Since Jordan’s death I have indeed become more independent and willing to stick up for myself, but unfortunately in real life it has often translated into isolation and being overly defensive, even aggressive, as a result of feeling unable to trust others again. Jordan was the last person that I really let my guard down to, and I know that my social life has suffered as a result of being betrayed the way I was. I also have naturally not been able to fare well in a romantic relationship since then, and when I entered my next relationship with a much better man, I wasn’t able to be a good person to him because abuse had become so normal to me. Even though he always had the best intentions and never did anything to hurt me purposefully, I felt that I needed to yell at him and inflict pain whenever possible, just because I could. One of my ways to deal with being abused was to become an abuser myself, and to become such a horrible person I don’t know was by far the worst repercussion of it all. I never wanted to harm possibly the greatest person I’ve ever known, but now all I hope is that the man that I harmed later on can forgive me, though I understand if he can’t.
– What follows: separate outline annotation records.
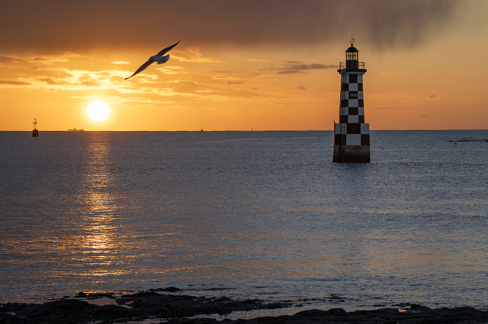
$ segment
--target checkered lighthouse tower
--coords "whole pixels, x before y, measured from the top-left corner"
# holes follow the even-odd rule
[[[365,123],[363,75],[365,62],[358,61],[359,51],[351,47],[346,51],[346,63],[337,70],[341,76],[341,107],[338,123],[334,124],[335,162],[368,162],[369,124]]]

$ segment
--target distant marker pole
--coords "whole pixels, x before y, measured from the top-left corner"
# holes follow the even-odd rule
[[[338,123],[334,122],[332,162],[365,163],[369,157],[369,124],[365,123],[363,75],[365,62],[358,61],[359,51],[351,46],[346,51],[346,63],[337,70],[341,76],[341,104]]]
[[[32,122],[32,126],[34,126],[34,129],[32,130],[32,137],[39,137],[39,131],[36,129],[36,125],[37,124],[37,121],[36,120],[36,118],[34,119],[34,121]]]

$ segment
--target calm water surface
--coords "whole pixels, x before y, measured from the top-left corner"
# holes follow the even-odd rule
[[[357,164],[332,163],[331,132],[30,136],[0,132],[0,302],[488,307],[487,131],[372,132]]]

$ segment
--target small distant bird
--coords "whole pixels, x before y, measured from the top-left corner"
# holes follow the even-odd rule
[[[181,41],[181,39],[178,40],[178,43],[179,43],[180,41]],[[129,77],[132,77],[139,72],[142,72],[142,71],[144,71],[144,70],[147,68],[148,66],[149,66],[152,63],[154,63],[155,62],[157,62],[158,64],[162,64],[164,63],[166,63],[166,62],[167,62],[168,60],[169,59],[169,54],[168,54],[167,55],[165,55],[164,56],[163,56],[164,55],[164,54],[165,54],[166,53],[168,53],[170,50],[173,49],[173,48],[176,46],[177,45],[178,45],[178,43],[176,43],[176,44],[174,44],[173,45],[172,45],[170,46],[168,46],[166,48],[164,48],[161,50],[161,51],[160,51],[159,53],[158,53],[154,56],[152,56],[150,57],[149,57],[147,59],[147,60],[146,61],[145,63],[141,65],[141,67],[137,69],[137,71],[134,72],[134,74],[133,74]],[[127,80],[127,79],[129,78],[129,77],[124,79],[124,80]]]

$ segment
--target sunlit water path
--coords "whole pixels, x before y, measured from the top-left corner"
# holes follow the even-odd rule
[[[363,164],[332,135],[0,132],[0,302],[488,307],[488,131],[372,132]]]

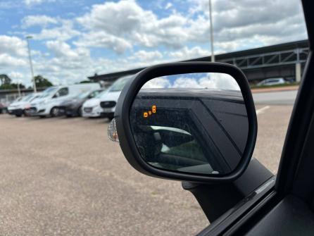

My life has never been the same since June 22, 2015, and every year on that day I sit and reflect on what changed in my mind that night. There are still many ways in which I will never be truly happy with myself and my decisions, but I also want to believe that somewhere in there, there is a sliver of hope, because I’m still here to talk about it. I also want to believe that everyone will come to appreciate honesty as opposed to prescribed feelings about suicide and abuse, because it doesn’t always happen the same way. I did feel like a lot of my emotions that I showed when talking about Jordan before were forced, because I didn’t want to confuse or scare anyone with the truth, but I’m no longer afraid to be honest with everyone. I just hope that my honesty goes a long way, and that it is appreciated just as much as my “sympathy” for Jordan was.

To those of you who can relate to my story, at any point in time, just know that it’s okay to be sad. It’s okay to release those negative emotions, or those that may not look as appropriate in the eyes of the world. Your feelings are yours, and you should never suppress them; however, don’t use your abuse as an excuse to be a horrible person to whoever tries to help you later on. I’m saying this to you and to myself, because that is the part I’m still learning, and hopefully one day I can find a happy medium in a relationship without abuse, from myself or my partner.

Though I no longer have any desire to talk about Jordan or reminisce about any times that I spent with him, I will say that there is one thing that I learned from him, and that is to share your feelings, which he never did. Just being honest with myself and my true feelings when looking back on this whole situation has made me feel like finally I can let it all go. Though it is impossible to completely forget June 22, 2015 and everything surrounding it, I’m hoping that in the years to come, I can go through this day and smile instead of cry, because while it was the day that my life as I knew it ended, it was also the day that I found the strength I always had but had forgotten about. I think we all have that kind of strength hidden in us, so have you found yours yet?